Le premier niveau comprend des actions ciblées. L’une d’elles a consisté à mettre en place, dès le mois de juin 2015, des postes d’accueil dits « avancés » dans le bâtiment central du CHUV, à l’Hôpital orthopédique et à la Maternité. Des personnes mobiles vont au devant des patients qui arrivent et offrent de les orienter. Exercée par des spécialistes de l’accueil, des civilistes et des personnes en recherche d’emploi, cette fonction permet notamment aux personnes âgées de se mettre en confiance et d’atteindre sans encombres les endroits qu’elles recherchent. Un autre projet ciblé consiste à mettre en place un système simplifié de numéros de téléphone au sein des services, (un pour les consultations ambulatoires, un autre pour les hospitalisations) afin que les patients et les proches, ainsi que les médecins installés qui contactent le CHUV, puissent rapidement atteindre leurs interlocuteurs.

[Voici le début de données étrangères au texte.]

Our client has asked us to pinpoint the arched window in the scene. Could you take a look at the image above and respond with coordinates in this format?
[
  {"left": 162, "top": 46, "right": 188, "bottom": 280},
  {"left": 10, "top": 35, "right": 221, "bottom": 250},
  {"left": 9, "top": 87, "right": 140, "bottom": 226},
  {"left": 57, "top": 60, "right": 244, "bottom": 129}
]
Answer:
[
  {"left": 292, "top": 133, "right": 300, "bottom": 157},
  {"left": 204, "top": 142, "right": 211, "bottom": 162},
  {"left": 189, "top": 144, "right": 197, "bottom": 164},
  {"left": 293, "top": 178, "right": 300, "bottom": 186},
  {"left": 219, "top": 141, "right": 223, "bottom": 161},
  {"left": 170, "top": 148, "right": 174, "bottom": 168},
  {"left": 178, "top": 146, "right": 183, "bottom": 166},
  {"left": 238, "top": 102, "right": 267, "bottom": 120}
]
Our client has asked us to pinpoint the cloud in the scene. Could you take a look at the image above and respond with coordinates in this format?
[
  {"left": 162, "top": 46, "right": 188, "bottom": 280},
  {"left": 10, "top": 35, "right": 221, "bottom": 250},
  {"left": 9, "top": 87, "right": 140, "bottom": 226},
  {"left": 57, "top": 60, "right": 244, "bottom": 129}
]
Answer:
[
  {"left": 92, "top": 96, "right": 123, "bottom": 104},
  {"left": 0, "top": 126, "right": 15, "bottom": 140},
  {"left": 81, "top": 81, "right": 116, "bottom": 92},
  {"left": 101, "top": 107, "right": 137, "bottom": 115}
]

Des idées simples et concrètes

Le deuxième niveau du projet consiste à développer une culture de l’accueil sur le long terme au sein du CHUV. Cette action concerne tous les collaborateurs de l’hôpital. Elle a commencé en 2015 par des ateliers de sensibilisation destinés d’abord aux membres de la direction, puis aux cadres des services. Selon un principe de cascades, ces journées impliqueront ensuite tous les niveaux hiérarchiques.

Le contenu de ces formations comprend aussi bien les relations des professionnels avec les patients, que les relations entre collaborateurs. Si les employés du CHUV sont attentifs à leur comportement envers leurs pairs, ils seront plus aptes à développer des comportements accueillants envers les patients. Chaque atelier a ainsi pour objectif de créer la discussion, mais aussi de déboucher sur des idées simples et concrètes que les services peuvent mettre en œuvre, ou que chacun peut développer individuellement.